2) Second, learn to recognize the sources of stress in your life. For example, school is the source of acute stress reported most often by young people. Among specific stressors at school, having to make oral presentations tops the list, followed by writing exams, arriving late, having too much homework, and getting bad marks. The second most important source of acute stress in young people is their love lives– difficulties meeting people, first dates, lovers’ quarrels, fears about first sexual encounters, and so on. Other sources of acute stress include events associated with violence, such as being followed, getting mugged, and so on. Chronic stress, on the other hand, usually arises from the family setting, especially as the result of communication problems.

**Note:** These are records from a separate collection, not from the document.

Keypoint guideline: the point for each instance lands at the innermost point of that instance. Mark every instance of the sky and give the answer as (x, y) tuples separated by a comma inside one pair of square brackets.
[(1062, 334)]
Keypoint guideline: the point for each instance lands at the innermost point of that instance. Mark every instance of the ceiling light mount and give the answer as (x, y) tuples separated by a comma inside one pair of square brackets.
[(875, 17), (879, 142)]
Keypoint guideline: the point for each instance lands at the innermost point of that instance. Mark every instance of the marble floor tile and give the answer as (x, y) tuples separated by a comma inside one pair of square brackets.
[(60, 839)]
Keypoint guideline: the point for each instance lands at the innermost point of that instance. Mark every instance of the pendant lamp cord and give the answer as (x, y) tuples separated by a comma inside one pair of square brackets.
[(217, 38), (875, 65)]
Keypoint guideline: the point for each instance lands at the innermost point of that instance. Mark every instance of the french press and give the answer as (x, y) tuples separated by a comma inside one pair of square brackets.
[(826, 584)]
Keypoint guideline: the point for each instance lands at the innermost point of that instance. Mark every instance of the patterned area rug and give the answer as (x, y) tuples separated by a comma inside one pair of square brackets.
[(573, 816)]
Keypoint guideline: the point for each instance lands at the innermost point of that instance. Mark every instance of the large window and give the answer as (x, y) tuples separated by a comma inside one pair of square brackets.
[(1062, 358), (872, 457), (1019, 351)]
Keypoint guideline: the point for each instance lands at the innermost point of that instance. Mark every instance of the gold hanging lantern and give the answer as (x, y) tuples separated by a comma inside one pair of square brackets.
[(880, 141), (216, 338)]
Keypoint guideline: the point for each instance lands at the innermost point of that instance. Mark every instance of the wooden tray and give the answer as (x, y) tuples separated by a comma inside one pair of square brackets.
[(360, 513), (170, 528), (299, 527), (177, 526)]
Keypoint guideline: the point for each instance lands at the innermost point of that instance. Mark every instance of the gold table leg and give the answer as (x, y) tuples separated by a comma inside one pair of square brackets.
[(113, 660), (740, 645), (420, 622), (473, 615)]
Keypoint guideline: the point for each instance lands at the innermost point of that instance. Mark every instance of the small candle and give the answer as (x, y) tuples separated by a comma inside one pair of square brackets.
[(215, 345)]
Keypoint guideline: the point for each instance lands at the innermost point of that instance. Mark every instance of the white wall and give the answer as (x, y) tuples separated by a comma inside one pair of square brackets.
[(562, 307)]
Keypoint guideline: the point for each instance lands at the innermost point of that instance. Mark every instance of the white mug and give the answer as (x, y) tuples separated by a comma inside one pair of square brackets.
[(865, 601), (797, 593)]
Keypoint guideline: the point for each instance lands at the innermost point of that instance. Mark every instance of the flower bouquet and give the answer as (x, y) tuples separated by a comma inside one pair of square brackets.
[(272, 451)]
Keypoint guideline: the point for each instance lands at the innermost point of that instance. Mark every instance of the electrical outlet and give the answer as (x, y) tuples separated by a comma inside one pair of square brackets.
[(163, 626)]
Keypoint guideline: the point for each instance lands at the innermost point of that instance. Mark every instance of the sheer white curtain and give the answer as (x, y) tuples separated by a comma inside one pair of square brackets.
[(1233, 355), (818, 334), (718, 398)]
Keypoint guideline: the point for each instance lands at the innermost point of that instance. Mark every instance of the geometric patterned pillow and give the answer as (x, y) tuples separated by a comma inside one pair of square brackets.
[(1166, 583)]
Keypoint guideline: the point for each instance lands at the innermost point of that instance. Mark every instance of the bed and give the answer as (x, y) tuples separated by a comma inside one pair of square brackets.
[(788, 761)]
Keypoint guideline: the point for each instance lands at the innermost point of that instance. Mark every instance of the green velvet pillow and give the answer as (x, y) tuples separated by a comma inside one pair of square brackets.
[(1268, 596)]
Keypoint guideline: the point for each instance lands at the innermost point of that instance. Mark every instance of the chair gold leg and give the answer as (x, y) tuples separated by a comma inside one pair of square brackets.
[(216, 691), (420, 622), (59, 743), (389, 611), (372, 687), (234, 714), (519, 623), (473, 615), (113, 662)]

3) Third, you need to understand your reactions to stress and know which ones are good for you and which ones are harmful. The three most common reactions to stress are inaction, assertiveness, and aggressiveness. Contrary to what many people think, of these three reactions, it is inaction rather than aggressiveness that can do you the most harm. Sitting alone and brooding is the worst thing you can do. Rechannelling your aggressiveness and letting off some steam by dancing at a party or playing a sport will do you the most good. Calling friends or seeking out help are also positive ways to assert yourself.

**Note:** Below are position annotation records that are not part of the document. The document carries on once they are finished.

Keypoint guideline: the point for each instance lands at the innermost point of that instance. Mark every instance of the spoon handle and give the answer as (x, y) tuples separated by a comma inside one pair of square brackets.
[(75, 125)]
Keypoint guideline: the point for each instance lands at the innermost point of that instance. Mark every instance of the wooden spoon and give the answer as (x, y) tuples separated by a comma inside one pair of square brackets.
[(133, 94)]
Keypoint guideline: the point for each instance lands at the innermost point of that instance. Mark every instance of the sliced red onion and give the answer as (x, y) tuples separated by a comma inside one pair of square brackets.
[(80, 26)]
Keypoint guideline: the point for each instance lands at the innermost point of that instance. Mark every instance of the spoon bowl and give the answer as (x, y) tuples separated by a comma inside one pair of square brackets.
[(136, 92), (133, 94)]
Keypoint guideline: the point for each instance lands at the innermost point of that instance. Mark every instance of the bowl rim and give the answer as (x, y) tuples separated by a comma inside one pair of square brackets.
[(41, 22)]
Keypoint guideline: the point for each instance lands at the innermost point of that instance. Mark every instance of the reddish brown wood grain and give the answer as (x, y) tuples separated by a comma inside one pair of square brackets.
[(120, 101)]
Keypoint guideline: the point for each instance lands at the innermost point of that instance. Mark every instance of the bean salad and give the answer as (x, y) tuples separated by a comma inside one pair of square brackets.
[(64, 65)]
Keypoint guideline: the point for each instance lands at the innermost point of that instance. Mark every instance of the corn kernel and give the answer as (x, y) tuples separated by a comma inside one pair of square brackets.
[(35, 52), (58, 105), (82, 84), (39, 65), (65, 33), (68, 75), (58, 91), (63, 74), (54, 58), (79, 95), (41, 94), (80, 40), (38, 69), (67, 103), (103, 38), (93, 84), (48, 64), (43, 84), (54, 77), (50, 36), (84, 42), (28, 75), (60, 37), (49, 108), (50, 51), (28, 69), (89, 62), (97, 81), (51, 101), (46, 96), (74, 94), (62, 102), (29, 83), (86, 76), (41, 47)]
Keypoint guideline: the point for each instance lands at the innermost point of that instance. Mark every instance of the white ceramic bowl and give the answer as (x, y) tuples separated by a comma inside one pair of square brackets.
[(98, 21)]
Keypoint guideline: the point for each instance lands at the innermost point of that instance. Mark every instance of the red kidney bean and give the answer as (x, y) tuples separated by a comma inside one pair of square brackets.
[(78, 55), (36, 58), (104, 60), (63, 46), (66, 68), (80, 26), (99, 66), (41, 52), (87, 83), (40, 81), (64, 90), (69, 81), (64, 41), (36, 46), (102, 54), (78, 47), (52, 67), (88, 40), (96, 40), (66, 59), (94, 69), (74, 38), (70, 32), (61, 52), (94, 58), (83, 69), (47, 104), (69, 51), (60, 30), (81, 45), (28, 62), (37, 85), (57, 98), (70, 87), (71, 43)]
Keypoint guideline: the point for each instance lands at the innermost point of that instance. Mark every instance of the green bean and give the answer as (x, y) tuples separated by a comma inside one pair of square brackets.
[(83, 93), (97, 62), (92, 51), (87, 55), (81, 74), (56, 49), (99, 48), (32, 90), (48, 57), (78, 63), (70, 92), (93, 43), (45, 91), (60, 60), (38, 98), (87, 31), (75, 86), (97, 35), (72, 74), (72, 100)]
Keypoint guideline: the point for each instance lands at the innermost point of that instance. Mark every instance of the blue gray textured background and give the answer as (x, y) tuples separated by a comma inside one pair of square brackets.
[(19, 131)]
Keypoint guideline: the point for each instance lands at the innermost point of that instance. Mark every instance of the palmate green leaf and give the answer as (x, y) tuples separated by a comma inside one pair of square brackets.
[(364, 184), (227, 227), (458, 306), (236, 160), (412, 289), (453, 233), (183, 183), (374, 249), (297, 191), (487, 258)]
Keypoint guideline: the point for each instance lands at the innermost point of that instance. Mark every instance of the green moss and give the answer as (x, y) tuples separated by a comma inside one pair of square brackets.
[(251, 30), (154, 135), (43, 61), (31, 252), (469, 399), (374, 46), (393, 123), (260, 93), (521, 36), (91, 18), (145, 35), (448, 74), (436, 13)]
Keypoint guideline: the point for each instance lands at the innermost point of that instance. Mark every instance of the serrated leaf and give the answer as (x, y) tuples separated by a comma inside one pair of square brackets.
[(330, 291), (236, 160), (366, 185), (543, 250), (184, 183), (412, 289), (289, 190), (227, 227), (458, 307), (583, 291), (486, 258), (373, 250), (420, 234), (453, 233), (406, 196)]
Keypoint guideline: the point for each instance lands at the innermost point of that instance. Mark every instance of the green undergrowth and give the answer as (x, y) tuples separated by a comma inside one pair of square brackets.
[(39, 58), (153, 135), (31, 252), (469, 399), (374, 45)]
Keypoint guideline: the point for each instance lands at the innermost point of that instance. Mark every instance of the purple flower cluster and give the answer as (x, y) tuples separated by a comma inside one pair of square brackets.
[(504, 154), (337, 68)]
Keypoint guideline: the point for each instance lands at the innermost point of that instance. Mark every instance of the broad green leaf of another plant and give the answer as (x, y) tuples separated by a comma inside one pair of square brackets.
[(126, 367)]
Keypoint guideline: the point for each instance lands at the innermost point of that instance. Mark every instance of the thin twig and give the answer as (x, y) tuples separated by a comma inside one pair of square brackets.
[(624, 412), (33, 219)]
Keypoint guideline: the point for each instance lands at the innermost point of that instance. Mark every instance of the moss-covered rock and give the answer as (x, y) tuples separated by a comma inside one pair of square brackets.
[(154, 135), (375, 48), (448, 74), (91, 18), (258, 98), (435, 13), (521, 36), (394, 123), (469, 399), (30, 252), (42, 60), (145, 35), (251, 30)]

4) For every stressor that you encounter in your life, you should try to find an activity that relieves it. For instance, if you are experiencing a stressful change in your life (such as moving house), you might make a point of visiting old friends and establishing comforting rituals and routines. If your stress is coming from overwork at school or on the job, you might set some priorities and delegate some responsibilities. If you are experiencing a frustrating situation such as harassment in the workplace, you might ask for a meeting to express your point of view. If you are feeling lonely (for example, if you have just ended a romantic relationship), you might rediscover some personal interests and seek support from your friends.
In short, inhibiting yourself from acting does the most harm to your organism, so a good way to fight stress is to act, to do something to relieve the tension that has built up as the result of the stress. Rechannelling your frustration or aggressiveness into physical activity can be a good outlet for stress. Having to spend a whole day sitting at your desk at school or work is another kind of stress that you can relieve through physical activity.

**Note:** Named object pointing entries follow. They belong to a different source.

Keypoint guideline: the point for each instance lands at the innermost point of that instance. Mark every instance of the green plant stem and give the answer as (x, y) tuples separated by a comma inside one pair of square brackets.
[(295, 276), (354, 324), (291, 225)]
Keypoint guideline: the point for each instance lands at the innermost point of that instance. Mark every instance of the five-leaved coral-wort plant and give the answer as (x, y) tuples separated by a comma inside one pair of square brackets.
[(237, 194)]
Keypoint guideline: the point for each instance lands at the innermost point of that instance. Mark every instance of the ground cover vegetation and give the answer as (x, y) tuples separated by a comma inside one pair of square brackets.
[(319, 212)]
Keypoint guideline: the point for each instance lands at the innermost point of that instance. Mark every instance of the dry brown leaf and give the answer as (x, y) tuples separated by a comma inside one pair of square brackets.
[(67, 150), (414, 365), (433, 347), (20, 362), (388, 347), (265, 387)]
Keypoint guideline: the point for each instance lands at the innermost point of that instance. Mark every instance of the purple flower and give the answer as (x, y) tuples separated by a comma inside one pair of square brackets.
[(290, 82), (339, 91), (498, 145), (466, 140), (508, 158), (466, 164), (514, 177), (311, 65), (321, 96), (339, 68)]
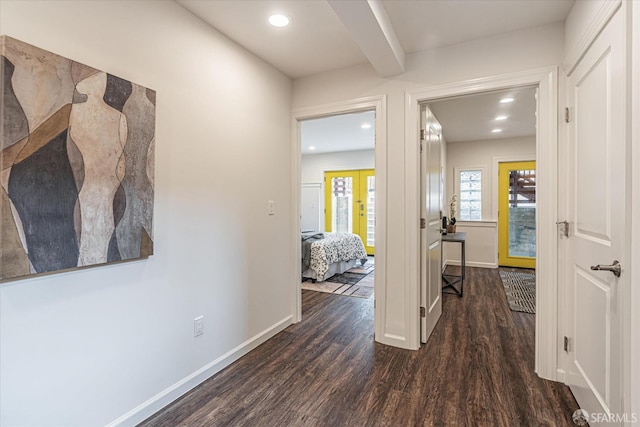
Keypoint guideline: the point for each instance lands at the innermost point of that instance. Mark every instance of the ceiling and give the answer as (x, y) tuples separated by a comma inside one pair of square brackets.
[(472, 118), (332, 34), (327, 34), (345, 132)]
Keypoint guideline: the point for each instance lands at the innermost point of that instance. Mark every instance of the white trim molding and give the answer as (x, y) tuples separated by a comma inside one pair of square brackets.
[(546, 80), (180, 388), (377, 104), (606, 11)]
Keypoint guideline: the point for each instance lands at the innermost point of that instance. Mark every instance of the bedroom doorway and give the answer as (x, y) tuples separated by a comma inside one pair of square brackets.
[(350, 204), (338, 162)]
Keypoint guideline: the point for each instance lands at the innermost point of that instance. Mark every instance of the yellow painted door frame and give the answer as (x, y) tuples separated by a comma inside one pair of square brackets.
[(505, 257), (361, 206)]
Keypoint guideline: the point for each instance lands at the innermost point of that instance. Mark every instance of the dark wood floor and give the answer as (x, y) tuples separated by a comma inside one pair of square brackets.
[(476, 370)]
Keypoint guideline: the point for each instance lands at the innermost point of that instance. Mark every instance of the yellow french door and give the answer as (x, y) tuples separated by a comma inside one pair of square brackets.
[(517, 214), (350, 204)]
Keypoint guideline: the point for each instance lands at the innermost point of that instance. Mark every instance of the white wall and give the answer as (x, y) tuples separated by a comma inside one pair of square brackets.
[(482, 237), (314, 166), (83, 348), (312, 169), (505, 53), (484, 154)]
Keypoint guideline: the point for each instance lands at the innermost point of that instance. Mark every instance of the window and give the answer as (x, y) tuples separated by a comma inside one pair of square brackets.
[(470, 194)]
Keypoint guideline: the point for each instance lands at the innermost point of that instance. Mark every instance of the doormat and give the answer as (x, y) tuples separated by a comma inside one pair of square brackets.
[(520, 289), (347, 284)]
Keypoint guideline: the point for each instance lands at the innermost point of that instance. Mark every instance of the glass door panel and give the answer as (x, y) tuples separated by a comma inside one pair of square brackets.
[(350, 204), (342, 204), (367, 209), (517, 214)]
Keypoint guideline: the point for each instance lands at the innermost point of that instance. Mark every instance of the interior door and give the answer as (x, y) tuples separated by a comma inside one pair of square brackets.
[(350, 204), (517, 214), (596, 218), (310, 202), (430, 236)]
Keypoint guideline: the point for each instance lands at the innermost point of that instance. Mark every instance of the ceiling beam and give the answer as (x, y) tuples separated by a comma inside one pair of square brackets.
[(369, 25)]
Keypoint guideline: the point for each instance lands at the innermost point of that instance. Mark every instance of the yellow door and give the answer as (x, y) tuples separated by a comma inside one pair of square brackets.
[(350, 204), (517, 214)]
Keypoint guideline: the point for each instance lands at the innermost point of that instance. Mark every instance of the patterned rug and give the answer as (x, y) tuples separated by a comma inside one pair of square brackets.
[(356, 282), (520, 289)]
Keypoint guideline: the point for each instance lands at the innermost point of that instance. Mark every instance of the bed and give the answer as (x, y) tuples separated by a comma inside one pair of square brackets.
[(327, 254)]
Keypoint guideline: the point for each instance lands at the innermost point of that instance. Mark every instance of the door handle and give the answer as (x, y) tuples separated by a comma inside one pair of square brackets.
[(565, 227), (615, 268)]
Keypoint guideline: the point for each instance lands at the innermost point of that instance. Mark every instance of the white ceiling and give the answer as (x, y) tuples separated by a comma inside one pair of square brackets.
[(472, 118), (332, 34), (338, 133), (319, 40)]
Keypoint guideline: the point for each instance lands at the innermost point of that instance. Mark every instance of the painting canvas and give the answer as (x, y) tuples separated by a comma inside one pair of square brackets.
[(77, 164)]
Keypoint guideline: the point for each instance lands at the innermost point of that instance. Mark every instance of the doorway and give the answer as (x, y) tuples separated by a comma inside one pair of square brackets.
[(517, 214), (350, 204), (545, 80), (377, 105)]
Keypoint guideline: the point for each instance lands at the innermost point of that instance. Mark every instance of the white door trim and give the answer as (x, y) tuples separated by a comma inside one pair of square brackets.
[(378, 104), (546, 79), (631, 372)]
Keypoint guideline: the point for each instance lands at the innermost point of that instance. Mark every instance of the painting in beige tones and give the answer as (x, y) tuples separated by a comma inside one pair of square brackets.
[(77, 164)]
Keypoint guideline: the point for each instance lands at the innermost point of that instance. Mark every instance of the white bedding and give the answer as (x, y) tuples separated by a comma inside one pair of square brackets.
[(335, 248)]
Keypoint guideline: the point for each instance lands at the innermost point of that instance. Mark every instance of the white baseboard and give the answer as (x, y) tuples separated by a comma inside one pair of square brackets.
[(173, 392), (472, 264)]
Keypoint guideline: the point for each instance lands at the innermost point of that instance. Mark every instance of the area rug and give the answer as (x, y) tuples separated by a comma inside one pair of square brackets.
[(357, 282), (520, 288)]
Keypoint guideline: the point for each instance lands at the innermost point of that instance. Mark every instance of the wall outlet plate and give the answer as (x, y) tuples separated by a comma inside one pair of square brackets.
[(198, 326)]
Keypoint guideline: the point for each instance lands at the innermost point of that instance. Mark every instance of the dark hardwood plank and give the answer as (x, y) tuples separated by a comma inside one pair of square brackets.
[(477, 369)]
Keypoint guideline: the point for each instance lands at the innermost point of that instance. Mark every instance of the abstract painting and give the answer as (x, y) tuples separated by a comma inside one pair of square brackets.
[(77, 164)]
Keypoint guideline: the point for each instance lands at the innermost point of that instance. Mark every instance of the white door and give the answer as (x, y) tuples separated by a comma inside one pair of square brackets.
[(430, 237), (310, 199), (596, 208)]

There are many other ways to reduce stress. For example, if you are not a naturally active person, relaxation techniques, meditation, and tai chi can be good methods of stress relief. Some other, "instinctive" methods include laughing, crying, yawning, and stretching. Anything that draws on your creative talents is also good, such as music, painting, or writing. Sometimes, simply talking about your stress can help to relieve it, because for human beings, language has become a symbolic form of action.
Adaptability is very important for reducing stress.You can make yourself more adaptable, but it takes time. To do so, gradually increase the difficulty of the stressors that you deal with, and learn to set yourself realistic goals. Eating a healthy diet and getting enough sleep are also essential prerequisites for managing stress effectively.
In the end, it is your own attitude toward stressful situations that determines whether they are positive or negative, because stress has a lot to do with whether you feel that you have chosen to be in a particular situation. For example, if you are hanging from the edge of a cliff, it is much more stressful if you got there by accident than if you did so on purpose while rock climbing.